Fast-forward to November 2014, and the news hit that Cole is dropping a brand new project with no singles or conventional promotion. A formula that had led to great success for Beyonce but yet again put the Roc Nation star on shaky ground. This risk definitely had potential pitfalls but at the end of the day it was this sense of "fuck it" that drew me in after two major let downs.
What I found was by far J.Cole's most mature and refined sounding project since Friday Night Lights. Production for the album was again handled mostly by Cole himself. The whole tracklist is crammed with lush and soulful samples that are flipped immaculately. As soon as the melancholy piano of the intro transition into January 28th it was clear that this project was nothing like it's predecessors.

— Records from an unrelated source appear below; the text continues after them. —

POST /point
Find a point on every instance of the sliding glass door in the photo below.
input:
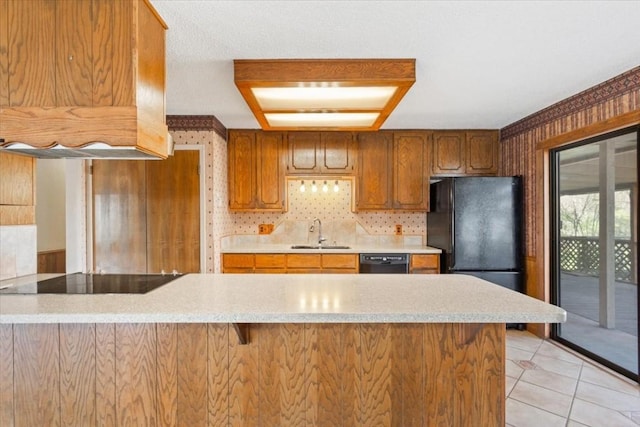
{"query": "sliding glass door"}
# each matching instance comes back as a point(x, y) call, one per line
point(595, 247)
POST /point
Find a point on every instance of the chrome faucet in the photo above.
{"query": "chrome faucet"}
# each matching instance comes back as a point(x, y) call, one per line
point(320, 238)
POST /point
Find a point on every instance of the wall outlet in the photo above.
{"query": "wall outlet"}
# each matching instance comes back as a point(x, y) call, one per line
point(265, 228)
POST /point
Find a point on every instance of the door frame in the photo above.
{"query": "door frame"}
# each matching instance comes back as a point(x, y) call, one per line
point(553, 235)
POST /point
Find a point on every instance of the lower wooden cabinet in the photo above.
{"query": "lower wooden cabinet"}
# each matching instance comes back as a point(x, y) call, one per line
point(290, 263)
point(196, 374)
point(424, 264)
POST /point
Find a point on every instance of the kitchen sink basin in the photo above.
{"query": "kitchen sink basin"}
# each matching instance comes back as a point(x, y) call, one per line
point(320, 247)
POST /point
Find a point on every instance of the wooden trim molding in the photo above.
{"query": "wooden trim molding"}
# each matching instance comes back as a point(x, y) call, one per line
point(618, 122)
point(611, 89)
point(197, 123)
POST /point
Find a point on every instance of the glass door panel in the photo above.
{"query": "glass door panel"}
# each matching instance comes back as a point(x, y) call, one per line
point(595, 229)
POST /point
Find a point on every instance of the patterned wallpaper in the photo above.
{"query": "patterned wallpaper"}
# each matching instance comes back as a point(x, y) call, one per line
point(329, 206)
point(217, 219)
point(616, 96)
point(220, 222)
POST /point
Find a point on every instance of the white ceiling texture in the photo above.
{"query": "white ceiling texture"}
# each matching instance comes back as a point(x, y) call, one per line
point(479, 64)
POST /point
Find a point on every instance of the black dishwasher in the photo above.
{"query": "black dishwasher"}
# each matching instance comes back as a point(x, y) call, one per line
point(384, 263)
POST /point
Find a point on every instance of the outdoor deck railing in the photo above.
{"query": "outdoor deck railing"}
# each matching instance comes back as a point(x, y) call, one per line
point(581, 255)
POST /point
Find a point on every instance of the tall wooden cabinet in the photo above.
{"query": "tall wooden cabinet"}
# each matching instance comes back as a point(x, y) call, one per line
point(457, 153)
point(147, 215)
point(393, 171)
point(374, 185)
point(17, 189)
point(256, 171)
point(325, 153)
point(94, 66)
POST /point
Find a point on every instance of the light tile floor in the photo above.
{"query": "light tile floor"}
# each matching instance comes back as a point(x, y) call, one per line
point(549, 385)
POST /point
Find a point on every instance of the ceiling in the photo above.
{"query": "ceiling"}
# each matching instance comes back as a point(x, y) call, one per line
point(479, 64)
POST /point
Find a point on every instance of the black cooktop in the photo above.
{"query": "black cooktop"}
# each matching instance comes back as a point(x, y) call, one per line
point(80, 283)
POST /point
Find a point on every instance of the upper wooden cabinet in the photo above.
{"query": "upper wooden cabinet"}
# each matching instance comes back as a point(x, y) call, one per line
point(94, 66)
point(375, 160)
point(393, 171)
point(482, 152)
point(458, 153)
point(256, 171)
point(411, 171)
point(17, 189)
point(324, 153)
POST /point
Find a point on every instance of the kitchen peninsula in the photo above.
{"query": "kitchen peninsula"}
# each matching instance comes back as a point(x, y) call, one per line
point(321, 350)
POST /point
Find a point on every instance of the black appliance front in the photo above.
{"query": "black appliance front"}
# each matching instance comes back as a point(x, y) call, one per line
point(478, 224)
point(384, 263)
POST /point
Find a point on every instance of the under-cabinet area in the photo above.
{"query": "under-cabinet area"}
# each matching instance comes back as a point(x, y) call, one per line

There is a sense of urgency and purpose on this record that have been unmatched by anything previously released. It is apparent after listening that J.Cole is hellbent on crafting a classic album. All the material on the project was created with that goal in mind. From the coming of age storyline that revolves around Cole's childhood home, to the over-zealous outro that evokes memories of Last Call, no expense is spared here trying to achieve what many believe his peer/competitor Kendrick Lamar has done.
Unfortunately, the thought isn't all that matters here. Although the album is a very good and solid listen, that is not what a true classic is. Here again we seem to find Cole in a content drought that many of his peers have faced(a.k.a Finally Famous disorder). After getting a foot in the door by rapping about the "come up", it seems as though finding any further original content has been a trouble for Cole and others. The storyline on this particular project is great but is this coming of age tale something we already heard in Good Kid Maad City?
Jermaine Cole has given us a substantial project in a very slow and disappointing 2014. I can finally say I've lost that sense of dissatisfaction. However, I hope the victory lap on the final track doesn't distort the reality that Mr. Cole still has far to go.